Relato del comienzo de la metamorfosis de los Lakers

by Rodrigo Azurmendi
Reportero en español

EL SEGUNDO – Viernes, 5 de enero, con el reloj marcando las 9:40 de la noche.

Escenario: STAPLES Center.

Situación: Derrota ante los Charlotte Hornets, 48 horas después de perder por 37 puntos ante Oklahoma City Thunder en territorio propio. Los Lakers perdían por noveno partido consecutivo y caían a 11-27 en la tabla de posiciones.

“Estamos jugando como basura”, dijo Kyle Kuzma tras anotar apenas cuatro puntos.

Esa noche ni siquiera ayudó el regreso de Lonzo Ball, quien se había perdido seis partidos por una lesión en el hombro.

La paliza sufrida a manos de Kemba Walker y Dwight Howard representó el punto más bajo de la temporada para los dirigidos por Luke Walton, pero el calendario no daba respiro, ya que 48 horas más tarde vendría el partido que prometía marcar un antes y un después en el rumbo de la temporada.
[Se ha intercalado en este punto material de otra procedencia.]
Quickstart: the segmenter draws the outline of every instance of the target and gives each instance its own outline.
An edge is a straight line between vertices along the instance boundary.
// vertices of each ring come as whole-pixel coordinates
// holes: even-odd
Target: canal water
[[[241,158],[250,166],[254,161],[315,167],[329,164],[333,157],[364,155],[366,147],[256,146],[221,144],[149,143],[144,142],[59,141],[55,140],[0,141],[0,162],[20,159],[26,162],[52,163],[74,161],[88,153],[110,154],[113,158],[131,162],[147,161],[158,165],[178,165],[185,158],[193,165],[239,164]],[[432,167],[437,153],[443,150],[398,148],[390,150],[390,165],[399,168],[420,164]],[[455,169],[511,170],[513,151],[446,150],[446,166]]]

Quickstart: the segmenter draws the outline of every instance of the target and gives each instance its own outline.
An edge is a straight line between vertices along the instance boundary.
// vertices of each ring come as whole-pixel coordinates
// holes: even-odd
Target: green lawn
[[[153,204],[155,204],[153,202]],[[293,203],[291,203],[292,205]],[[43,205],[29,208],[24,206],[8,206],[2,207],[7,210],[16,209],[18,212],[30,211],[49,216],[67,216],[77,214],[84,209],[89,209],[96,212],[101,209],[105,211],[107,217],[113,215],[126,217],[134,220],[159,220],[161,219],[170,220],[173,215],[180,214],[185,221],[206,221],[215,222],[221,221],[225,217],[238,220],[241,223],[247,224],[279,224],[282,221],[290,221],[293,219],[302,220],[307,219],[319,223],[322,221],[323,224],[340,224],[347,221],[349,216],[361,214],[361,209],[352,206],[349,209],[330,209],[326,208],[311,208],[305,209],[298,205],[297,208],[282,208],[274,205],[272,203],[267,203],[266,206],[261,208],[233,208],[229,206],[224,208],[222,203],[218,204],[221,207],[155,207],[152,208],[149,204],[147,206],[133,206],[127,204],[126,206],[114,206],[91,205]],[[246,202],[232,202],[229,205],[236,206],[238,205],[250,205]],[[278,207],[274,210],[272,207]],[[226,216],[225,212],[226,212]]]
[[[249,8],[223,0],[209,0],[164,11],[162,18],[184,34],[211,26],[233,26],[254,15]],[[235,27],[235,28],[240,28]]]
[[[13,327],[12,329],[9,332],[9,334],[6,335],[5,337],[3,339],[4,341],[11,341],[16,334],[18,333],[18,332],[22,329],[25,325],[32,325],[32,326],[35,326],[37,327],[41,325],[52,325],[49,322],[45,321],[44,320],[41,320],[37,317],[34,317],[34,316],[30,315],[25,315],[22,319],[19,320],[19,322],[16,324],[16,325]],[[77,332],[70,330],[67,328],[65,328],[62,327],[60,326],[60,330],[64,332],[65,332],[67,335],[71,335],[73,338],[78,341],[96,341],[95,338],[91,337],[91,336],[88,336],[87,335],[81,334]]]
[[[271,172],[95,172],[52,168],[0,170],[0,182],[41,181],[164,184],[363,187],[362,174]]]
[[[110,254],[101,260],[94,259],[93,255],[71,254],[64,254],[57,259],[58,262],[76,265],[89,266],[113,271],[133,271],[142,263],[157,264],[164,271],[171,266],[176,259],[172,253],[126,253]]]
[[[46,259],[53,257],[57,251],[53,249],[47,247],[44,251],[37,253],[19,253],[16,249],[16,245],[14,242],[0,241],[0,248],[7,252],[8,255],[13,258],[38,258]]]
El rival era Atlanta Hawks, por entonces con marca de 10-29 – el único equipo separando a los laguneros del sótano de la NBA.

El marco no podía ser más extremo, ya que además una nueva derrota hubiera llevado a los de púrpura y dorado a igualar la peor racha perdedora de su historia – registro que algunos de sus jugadores ya habían vivido en carne propia en febrero de 2016.

FIN DEL SUFRIMIENTO

Un furioso segundo cuarto en el que los Lakers anotaron 37 puntos les permitió a los angelinos tomar el control del partido y encaminarse hacia una victoria que, vista ahora por el espejo retrovisor, acabó siendo un punto de inflexión.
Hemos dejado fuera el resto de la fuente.